When we interviewed Phuntsok Wangchuk in 2008, he was the General Secretary of The Gu-Chu-Sum Movement of Tibet. Phuntsok was born in Tibet, just south of Lhasa, in 1973, and was arrested on June 15, 1994 when seven Chinese policemen burst into his boarding-school room at 3 a.m. Two other students and two other teachers were also arrested. They were charged with posting pro-indpendence flyers in his village, a charge that Wangchuk freely acknowledged. The two students were held for two weeks, and the two teachers for two months. Wangchuk was sentenced to five years in Drapchi Prison, the most feared prison in the Chinese penal system.

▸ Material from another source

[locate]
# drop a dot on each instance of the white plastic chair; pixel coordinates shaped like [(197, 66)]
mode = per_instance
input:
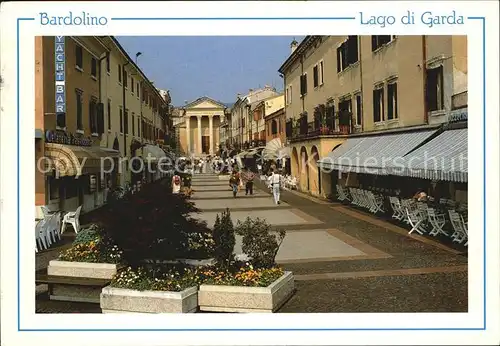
[(398, 213), (466, 226), (415, 220), (460, 234), (54, 227), (72, 218), (41, 235), (437, 222)]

Like most Tibetan youths, Wangchuk was educated within the Chinese system, and he was forced to learn the Chinese version of Tibetan history. When he reached the age of sixteen, however, he met a Tibetan teacher who began to instruct him in the accurate version of Tibet and China’s troubled relationship, and this in effect politicized the young Wangchuk and led him to take action in the only way he know how: by posting flyers advocating for Tibetan independence.
An insight into Wangchuk’s character can be found in his online autobiography. After being in solitary confinement, and interrogated extensively, he was put on reduced rations. He writes:
After that day, I was only given two tingmos (steamed buns) and one cup of boiled water a day. The only blanket that I had was also taken away. This experience made me realize to some degree what Milarepa (Buddhist saint who meditated without any food or clothes in the mountains) must have endured during his meditation, and I felt a deep-rooted faith in Milarepa well up in me.
Clearly a person of strong character, Wangchuk evidenced his resolve and strength in our interview with him, which took place on the roof of the Gu-Chu-Sum Movement’s offices in Dharamsala.
This interview with the expolitical prisoner moved me greatly. It was very difficult to hold back the tears as he spoke of the horrific conditions and torture he was exposed to while imprisoned. There are so many stories like this that we must advocate for the human rights of Tibetans in a effort to stop the torture and human rights violations in China.
Thanks Leann: he is like many of the ex-prisoners very strong and resolute.